A regular customer came in yesterday. He told me when he was first married gasoline cost $.29 a gallon and his monthly income fell somewhere around $250 a month.

It’s no secret how I feel about those times, how I wish we could take a sliver of that simplicity, hard work, and American-made wares and plug it into The Present. I have a personal tradition I try to keep up each week to keep me in touch with those days -I stay up (if I can) after everyone is asleep on Sunday night and watch a ridiculous old movie. There’s a VAST difference between awesome old movies and ridiculous old movies.
This Sunday’s edition was Diary of a Teenage Bride. I knew it was going to be good from the get-go.

I try to keep it simple at our house, try to dial out things that don’t matter and soak up things that do so my family will have an honest-to-goodness juicy life.
But it is SO hard. I find that after school, after homework, after teaching piano lessons, after Alice has thrashed the entire house from my bathroom to the counters of the kitchen, I’m doing good to curl up under a blanket and let my brain ride on auto pilot while I watch old movies about teenage brides. Truth: sometimes I run out of steam before the kids’ get to bed, and WE ALL curl up and watch movies.

I’m fighting a losing battle though. Society seems against me. Simplicity is a lost art.
Proof -Lacy brought this home from school yesterday (she’s 7).

“I don’t know these words, Mom. I just copy…”

I try to balance out the craziness of the outside world INSIDE my home. I encourage Lacy to help me decorate the house with seasonal nature. She brought me a big bundle of the tassles from our dried out corn stalks. We put them in a basket and Alice is having a Tassle-Day (as opposed to Hay-Day because my puns are a little sad on a Tuesday):

Sometimes amidst all the business and the craziness of the outside world, it’s nice to have a few HOME things that help you feel centered. Dinner in a pumpkin is something that our entire family loves, and we make it every year. This year I made a few changes to make it gluten-free, and it was still hearty, delicious, and HOME.

We ate out of a pumpkin and then carved:

And I made an executive decision in the Name of Simplicity that next year there will BE NO PATTERNS. We’re going back to the old days of creative thinking… the days where Mom doesn’t end up doing 75% of the work.

And to round this post out like a pumpkin, we’ll bring back old movies for 200, Alex.

Halloween is also the night I revive a personal tradition of watching a ridiculous old movie.
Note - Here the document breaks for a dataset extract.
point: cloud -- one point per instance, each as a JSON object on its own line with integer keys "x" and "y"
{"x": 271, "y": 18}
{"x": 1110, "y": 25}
I’m hoping someday someone (anyone) I live with will latch onto my love of ridiculous old movies.
Here’s this year’s choices:

 

And if all else fails, there’s always Arsenic and Old Lace.  I hope your Halloween finds you rejecting the busy and embracing the simple… and maybe, just maybe, it will find you on the couch with a movie about a woman who morphs into a gigantic fly and terrorizes EVER.EE.ONE.